Plon (4p. 191-193).


XXXIII


Certes, les assiégés n’eussent point résisté longtemps, tant à cause des perrières et des mangonneaux qui battaient la tour que des assauts de Mordret et de ses gens, s’ils n’eussent point été si preux et vaillants. Cependant Mordret mandait à lui les hauts hommes d’Écosse, d’Irlande, de Galles et de beaucoup de pays étrangers qui tenaient leurs terres de la couronne de Logres ; et, d’abord qu’il les voyait, il leur faisait de si riches dons et de si grands honneurs qu’ils en restaient tout ébahis : grâce à quoi il se les attachait très bien et ils disaient qu’ils ne l’abandonneraient pas et le défendraient contre tous, voire contre le roi Artus en personne, s’il revenait au monde. C’est ainsi que Mordret dépensait les trésors que le roi lui avait donnés à garder.

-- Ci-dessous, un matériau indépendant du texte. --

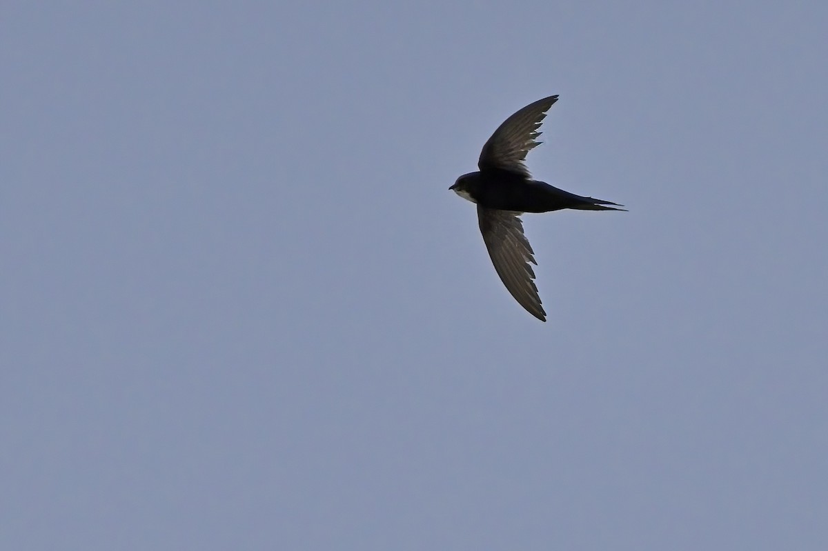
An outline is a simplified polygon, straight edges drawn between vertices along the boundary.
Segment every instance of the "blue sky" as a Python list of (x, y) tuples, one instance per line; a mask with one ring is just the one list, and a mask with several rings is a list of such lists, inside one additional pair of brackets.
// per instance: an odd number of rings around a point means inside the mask
[[(0, 548), (826, 549), (826, 27), (6, 2)], [(553, 93), (542, 323), (448, 187)]]

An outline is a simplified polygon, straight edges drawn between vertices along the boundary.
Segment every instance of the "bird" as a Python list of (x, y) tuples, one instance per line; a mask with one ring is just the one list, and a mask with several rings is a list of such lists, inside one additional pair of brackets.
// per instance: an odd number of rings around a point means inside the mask
[(627, 210), (618, 203), (575, 195), (532, 180), (523, 161), (541, 145), (538, 129), (557, 100), (557, 95), (539, 99), (507, 118), (484, 145), (479, 170), (463, 175), (449, 188), (477, 204), (480, 233), (495, 271), (518, 304), (542, 322), (546, 313), (531, 266), (537, 262), (523, 233), (521, 214), (562, 208)]

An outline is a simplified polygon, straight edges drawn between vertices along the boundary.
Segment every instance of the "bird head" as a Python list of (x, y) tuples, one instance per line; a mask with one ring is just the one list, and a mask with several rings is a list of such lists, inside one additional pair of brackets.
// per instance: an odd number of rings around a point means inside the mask
[(477, 203), (477, 200), (472, 195), (472, 193), (476, 187), (477, 172), (469, 172), (469, 174), (465, 174), (457, 179), (455, 184), (452, 185), (449, 189), (451, 189), (455, 194), (460, 195), (465, 199), (471, 201), (472, 203)]

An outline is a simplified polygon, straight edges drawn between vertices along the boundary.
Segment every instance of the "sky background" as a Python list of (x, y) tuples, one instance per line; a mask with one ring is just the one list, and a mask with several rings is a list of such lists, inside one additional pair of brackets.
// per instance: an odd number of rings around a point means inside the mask
[[(4, 2), (0, 549), (828, 549), (826, 28)], [(542, 323), (448, 187), (553, 93)]]

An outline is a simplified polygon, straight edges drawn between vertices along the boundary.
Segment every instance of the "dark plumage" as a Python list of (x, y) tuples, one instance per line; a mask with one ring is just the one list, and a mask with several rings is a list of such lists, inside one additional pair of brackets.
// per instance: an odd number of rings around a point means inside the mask
[(536, 141), (541, 135), (537, 129), (557, 99), (539, 99), (506, 119), (483, 146), (477, 163), (480, 170), (463, 175), (449, 188), (477, 204), (480, 232), (498, 276), (518, 304), (541, 321), (546, 321), (546, 313), (529, 265), (537, 262), (518, 217), (561, 208), (625, 210), (605, 206), (623, 206), (617, 203), (581, 197), (532, 180), (523, 161), (529, 150), (541, 144)]

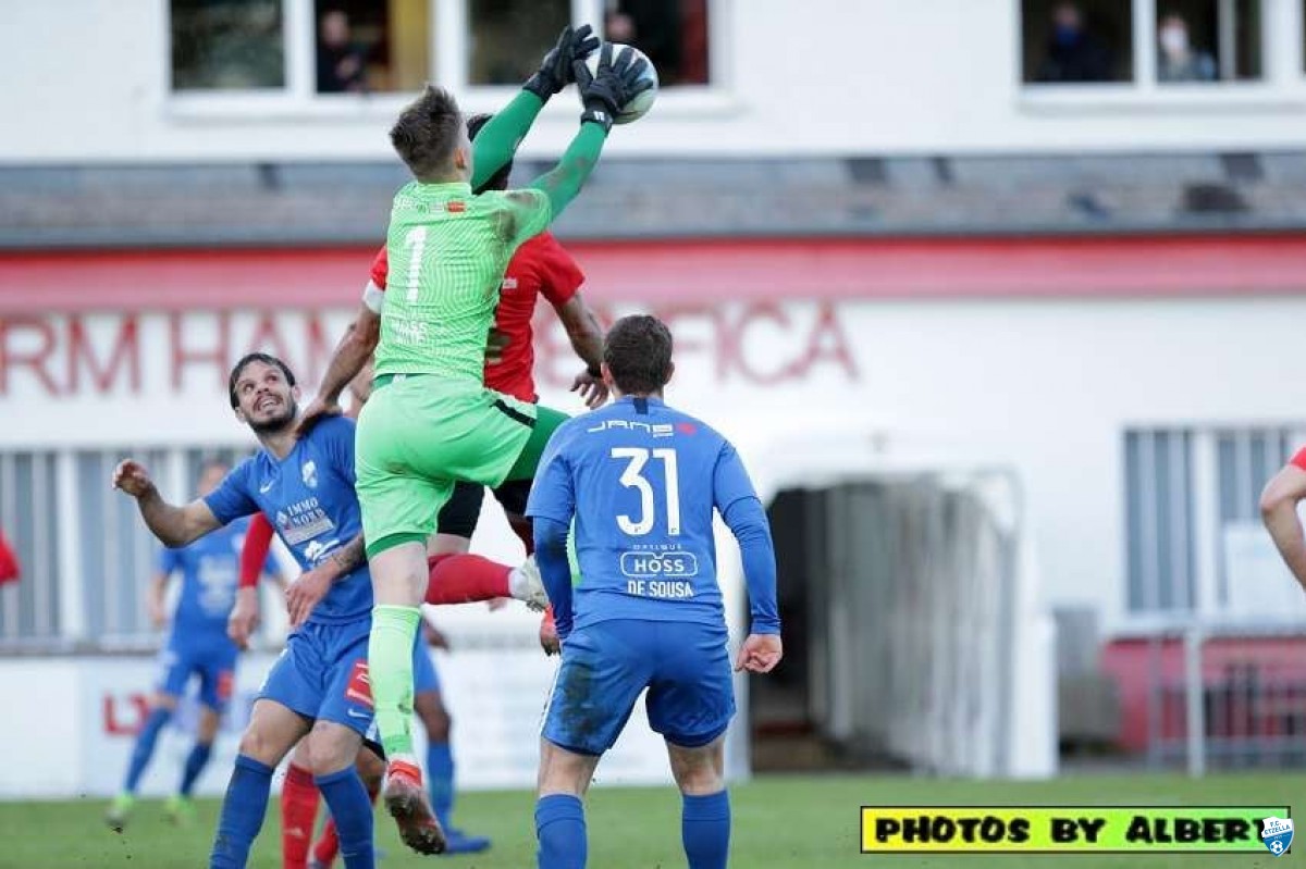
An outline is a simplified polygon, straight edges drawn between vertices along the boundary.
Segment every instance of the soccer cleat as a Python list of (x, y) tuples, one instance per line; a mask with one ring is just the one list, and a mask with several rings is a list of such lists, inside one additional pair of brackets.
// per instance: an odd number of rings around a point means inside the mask
[(444, 838), (444, 853), (481, 853), (490, 849), (490, 836), (469, 836), (454, 827), (445, 830)]
[(415, 763), (390, 761), (381, 789), (385, 810), (400, 827), (404, 844), (418, 853), (443, 853), (444, 830), (431, 812), (431, 804), (422, 787), (422, 770)]
[(539, 565), (535, 564), (535, 556), (530, 556), (521, 562), (517, 568), (521, 574), (521, 586), (515, 591), (517, 599), (525, 602), (526, 608), (532, 612), (543, 612), (545, 607), (549, 605), (549, 592), (545, 591), (545, 581), (539, 575)]
[(195, 821), (195, 802), (191, 797), (174, 793), (163, 804), (163, 816), (179, 827), (189, 826)]
[(123, 827), (127, 826), (127, 818), (132, 814), (132, 806), (136, 805), (136, 797), (131, 793), (119, 793), (114, 797), (114, 801), (108, 804), (108, 812), (104, 813), (104, 823), (114, 832), (121, 832)]

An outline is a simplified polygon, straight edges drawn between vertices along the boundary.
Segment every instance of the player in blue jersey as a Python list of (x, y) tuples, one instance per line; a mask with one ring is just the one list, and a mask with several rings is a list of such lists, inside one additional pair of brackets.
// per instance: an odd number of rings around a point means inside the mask
[(619, 320), (603, 344), (616, 401), (554, 433), (526, 508), (563, 655), (541, 740), (539, 869), (585, 866), (581, 797), (645, 688), (649, 724), (666, 739), (683, 795), (690, 869), (726, 865), (724, 745), (735, 705), (713, 510), (739, 541), (748, 585), (752, 626), (735, 669), (767, 673), (782, 655), (767, 514), (734, 448), (662, 403), (673, 369), (660, 320)]
[[(268, 806), (273, 769), (308, 737), (312, 772), (336, 819), (346, 869), (375, 866), (372, 806), (354, 762), (372, 724), (367, 673), (372, 586), (354, 495), (354, 423), (330, 418), (296, 437), (299, 389), (279, 359), (251, 354), (229, 381), (231, 407), (263, 449), (206, 497), (163, 501), (138, 463), (119, 465), (114, 485), (168, 545), (185, 545), (261, 511), (303, 568), (286, 591), (294, 629), (264, 681), (240, 739), (209, 860), (244, 866)], [(398, 818), (413, 847), (438, 852), (438, 825)]]
[[(204, 497), (222, 481), (227, 472), (223, 462), (208, 462), (200, 471), (199, 496)], [(159, 733), (176, 712), (178, 701), (192, 677), (200, 681), (201, 712), (195, 739), (182, 770), (176, 793), (168, 797), (166, 812), (174, 821), (188, 821), (193, 814), (191, 791), (209, 762), (213, 740), (218, 736), (222, 712), (231, 698), (235, 677), (235, 643), (227, 639), (227, 616), (236, 596), (238, 558), (246, 523), (234, 523), (202, 540), (180, 549), (163, 549), (159, 569), (150, 583), (146, 604), (155, 628), (168, 622), (165, 596), (171, 578), (182, 577), (176, 609), (167, 645), (159, 652), (159, 680), (150, 712), (136, 736), (132, 759), (127, 767), (123, 789), (108, 808), (104, 821), (123, 831), (136, 804), (136, 791), (149, 766)], [(263, 573), (277, 574), (276, 562), (266, 558)]]

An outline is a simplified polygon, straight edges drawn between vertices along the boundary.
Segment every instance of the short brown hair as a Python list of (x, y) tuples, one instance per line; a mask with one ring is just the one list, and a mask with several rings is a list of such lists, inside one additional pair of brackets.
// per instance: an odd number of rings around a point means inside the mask
[(390, 127), (390, 145), (417, 177), (439, 175), (458, 144), (462, 114), (453, 94), (427, 85)]
[(652, 314), (622, 317), (607, 330), (603, 363), (616, 388), (628, 395), (646, 395), (671, 380), (671, 330)]

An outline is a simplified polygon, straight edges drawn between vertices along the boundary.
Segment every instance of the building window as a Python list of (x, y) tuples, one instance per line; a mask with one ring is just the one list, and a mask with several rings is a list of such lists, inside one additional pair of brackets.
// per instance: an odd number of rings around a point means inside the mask
[(431, 77), (428, 0), (316, 0), (319, 94), (414, 91)]
[(520, 85), (571, 22), (571, 0), (469, 0), (468, 81)]
[(1124, 436), (1124, 501), (1131, 612), (1192, 605), (1192, 436), (1144, 431)]
[(1260, 78), (1260, 0), (1157, 3), (1157, 81), (1175, 84)]
[(1301, 436), (1280, 427), (1126, 432), (1131, 613), (1306, 615), (1259, 511)]
[(708, 0), (606, 0), (603, 31), (648, 55), (663, 87), (709, 84)]
[(171, 0), (172, 90), (286, 86), (281, 0)]
[(1021, 0), (1020, 13), (1027, 84), (1134, 80), (1130, 0)]

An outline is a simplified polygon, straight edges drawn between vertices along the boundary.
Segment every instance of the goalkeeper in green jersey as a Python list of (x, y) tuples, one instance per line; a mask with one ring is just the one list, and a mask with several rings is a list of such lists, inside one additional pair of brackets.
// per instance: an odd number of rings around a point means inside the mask
[[(605, 44), (592, 73), (589, 29), (563, 31), (521, 94), (471, 144), (448, 91), (427, 87), (390, 129), (414, 181), (394, 197), (390, 264), (372, 398), (358, 420), (355, 468), (375, 590), (368, 668), (389, 757), (385, 804), (418, 851), (440, 839), (410, 733), (413, 638), (428, 581), (426, 540), (456, 480), (525, 480), (558, 411), (486, 389), (486, 339), (517, 247), (543, 231), (598, 162), (616, 111), (650, 86), (645, 61)], [(575, 81), (580, 130), (558, 166), (518, 191), (471, 189), (516, 149), (543, 100)], [(486, 141), (481, 141), (486, 140)], [(495, 153), (498, 145), (502, 153)]]

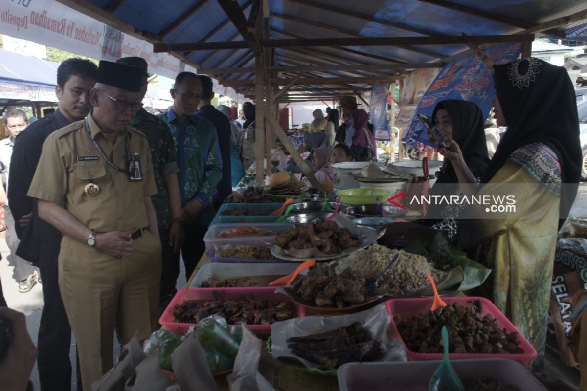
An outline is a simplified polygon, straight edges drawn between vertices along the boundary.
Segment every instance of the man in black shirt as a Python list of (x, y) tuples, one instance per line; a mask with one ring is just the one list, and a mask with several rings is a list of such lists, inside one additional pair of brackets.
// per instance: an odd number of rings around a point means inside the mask
[(202, 97), (198, 104), (195, 115), (208, 120), (216, 127), (222, 156), (222, 179), (216, 186), (214, 205), (217, 210), (222, 202), (232, 192), (232, 168), (230, 164), (230, 123), (226, 115), (212, 106), (214, 93), (212, 91), (212, 79), (205, 75), (198, 75), (202, 83)]
[[(37, 363), (42, 391), (71, 389), (69, 361), (71, 328), (61, 300), (57, 259), (61, 233), (39, 217), (36, 202), (26, 196), (43, 142), (49, 134), (85, 118), (92, 108), (90, 90), (97, 67), (87, 60), (69, 59), (57, 70), (57, 111), (23, 130), (14, 144), (9, 177), (8, 200), (20, 244), (16, 254), (38, 265), (43, 281), (43, 312), (39, 327)], [(79, 375), (77, 389), (81, 389)]]

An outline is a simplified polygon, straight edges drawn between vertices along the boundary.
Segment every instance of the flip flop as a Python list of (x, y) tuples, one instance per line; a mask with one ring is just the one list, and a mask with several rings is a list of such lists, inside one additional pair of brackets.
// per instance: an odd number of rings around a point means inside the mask
[(33, 272), (26, 278), (18, 284), (18, 291), (21, 293), (29, 292), (37, 283), (36, 271)]

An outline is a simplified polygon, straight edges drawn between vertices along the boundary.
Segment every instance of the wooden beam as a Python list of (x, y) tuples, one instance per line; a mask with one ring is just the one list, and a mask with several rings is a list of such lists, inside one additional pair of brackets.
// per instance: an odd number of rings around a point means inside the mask
[[(377, 81), (390, 81), (402, 79), (400, 76), (388, 76), (372, 77), (303, 77), (298, 81), (301, 84), (335, 84), (341, 83), (356, 83), (359, 84), (370, 84)], [(272, 84), (279, 84), (279, 86), (285, 86), (289, 84), (290, 80), (286, 79), (272, 79), (271, 83)], [(222, 83), (227, 87), (248, 86), (253, 84), (251, 81), (247, 80), (227, 81)]]
[[(232, 24), (240, 33), (245, 43), (256, 53), (261, 53), (261, 47), (257, 38), (247, 29), (247, 21), (245, 14), (238, 3), (233, 0), (216, 0), (228, 16)], [(200, 44), (201, 45), (201, 44)], [(190, 49), (187, 49), (190, 50)]]
[[(229, 1), (230, 0), (218, 0)], [(242, 35), (242, 34), (241, 34)], [(314, 47), (316, 46), (401, 46), (414, 45), (466, 45), (473, 43), (497, 43), (519, 42), (532, 39), (528, 34), (513, 35), (470, 35), (462, 36), (433, 37), (373, 37), (363, 38), (303, 38), (298, 39), (262, 40), (260, 45), (265, 47)], [(208, 50), (245, 49), (249, 43), (244, 41), (201, 42), (200, 43), (159, 43), (153, 45), (153, 52), (164, 53), (185, 50)]]
[(302, 170), (302, 172), (305, 175), (308, 180), (310, 181), (310, 183), (312, 184), (312, 187), (318, 189), (321, 191), (321, 192), (323, 192), (324, 189), (322, 189), (322, 185), (320, 185), (320, 182), (318, 180), (316, 179), (316, 176), (314, 176), (313, 173), (310, 168), (308, 166), (305, 161), (302, 159), (302, 157), (299, 155), (299, 152), (296, 149), (292, 142), (289, 141), (287, 135), (285, 134), (285, 132), (284, 130), (281, 128), (279, 126), (279, 123), (277, 122), (277, 120), (273, 117), (272, 115), (265, 115), (265, 120), (269, 123), (271, 127), (273, 128), (273, 131), (275, 133), (275, 135), (277, 138), (279, 139), (281, 141), (281, 144), (284, 145), (285, 149), (288, 150), (289, 154), (291, 155), (292, 158), (294, 161), (296, 162), (298, 166), (299, 167), (300, 169)]
[[(473, 16), (478, 16), (490, 21), (493, 21), (494, 22), (510, 25), (510, 26), (514, 26), (514, 27), (518, 27), (521, 29), (529, 29), (536, 26), (535, 24), (525, 22), (525, 21), (521, 21), (518, 19), (511, 18), (505, 15), (501, 15), (495, 13), (494, 12), (486, 11), (483, 9), (473, 8), (473, 7), (467, 6), (466, 5), (453, 3), (449, 1), (446, 1), (446, 0), (418, 0), (418, 1), (423, 3), (427, 3), (429, 4), (434, 4), (434, 5), (437, 5), (443, 8), (448, 8), (449, 9), (458, 11), (464, 13), (472, 15)], [(552, 36), (555, 36), (558, 38), (566, 38), (566, 35), (565, 33), (565, 32), (561, 30), (551, 30), (546, 32), (549, 35), (552, 35)]]
[(159, 35), (161, 37), (164, 37), (166, 35), (175, 30), (180, 25), (188, 19), (193, 15), (198, 12), (198, 10), (202, 8), (202, 6), (204, 5), (208, 1), (210, 1), (210, 0), (201, 0), (200, 1), (198, 1), (197, 3), (190, 7), (189, 9), (184, 12), (181, 16), (173, 21), (173, 22), (171, 22), (168, 26), (161, 30), (159, 33)]
[(279, 97), (282, 95), (286, 93), (289, 90), (289, 89), (291, 89), (294, 86), (294, 84), (298, 83), (298, 81), (302, 78), (302, 76), (303, 76), (303, 73), (300, 73), (296, 77), (294, 77), (291, 81), (286, 84), (285, 86), (284, 87), (284, 88), (279, 90), (277, 92), (277, 93), (274, 96), (273, 102), (274, 103), (276, 102), (279, 98)]
[[(255, 175), (258, 182), (265, 182), (264, 175), (263, 158), (265, 151), (265, 104), (263, 97), (265, 95), (265, 62), (262, 53), (255, 55)], [(271, 159), (271, 157), (266, 157)]]
[(108, 5), (104, 7), (104, 11), (113, 13), (117, 9), (124, 5), (127, 0), (112, 0)]
[(324, 11), (327, 11), (329, 12), (336, 12), (337, 13), (340, 13), (341, 15), (343, 15), (348, 18), (348, 17), (356, 18), (357, 19), (363, 19), (363, 21), (366, 21), (367, 22), (370, 22), (372, 23), (376, 23), (377, 24), (383, 25), (384, 26), (389, 26), (390, 27), (393, 27), (396, 29), (401, 29), (402, 30), (405, 30), (406, 31), (410, 31), (414, 33), (418, 33), (419, 34), (423, 34), (424, 35), (436, 35), (436, 36), (442, 35), (442, 33), (439, 33), (430, 30), (426, 30), (425, 29), (420, 29), (417, 27), (414, 27), (413, 26), (410, 26), (409, 25), (400, 23), (398, 22), (392, 22), (391, 21), (376, 18), (375, 16), (372, 15), (357, 12), (355, 10), (340, 8), (339, 7), (330, 5), (330, 4), (323, 4), (316, 2), (315, 1), (311, 1), (310, 0), (288, 0), (288, 1), (290, 2), (296, 3), (297, 4), (300, 4), (301, 5), (305, 5), (309, 7), (313, 7), (314, 8), (321, 9)]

Un jour qu’il revenait d’assaillir la tour, on lui dit que le roi Artus s’était embarqué pour reconquérir le royaume de Logres, et il en fut tout éperdu, car il craignait que sa déloyauté ne lui nuisît s’il y avait une bataille. Il requit ceux à qui il se fiait davantage de le conseiller.

— Sire, lui dirent-ils, nous n’avons d’autre avis à vous donner que celui de rassembler vos forces et de marcher contre Artus en lui mandant de vider cette terre dont les prud’hommes vous ont saisi. Ses gens sont las et blessés : ils ne sauront durer contre les vôtres qui sont beaucoup plus nombreux et très dispos, car il y a longtemps qu’ils n’ont porté les armes.

De ces mots, Mordret eut un grand réconfort. Il manda tous ses barons et ses hauts hommes, et, quand ils furent à Londres, il leur promit de les récompenser selon son pouvoir si Dieu lui donnait l’honneur de la bataille, de manière que tous résolurent de se mettre en marche le lendemain pour aller à la rencontre du roi Artus.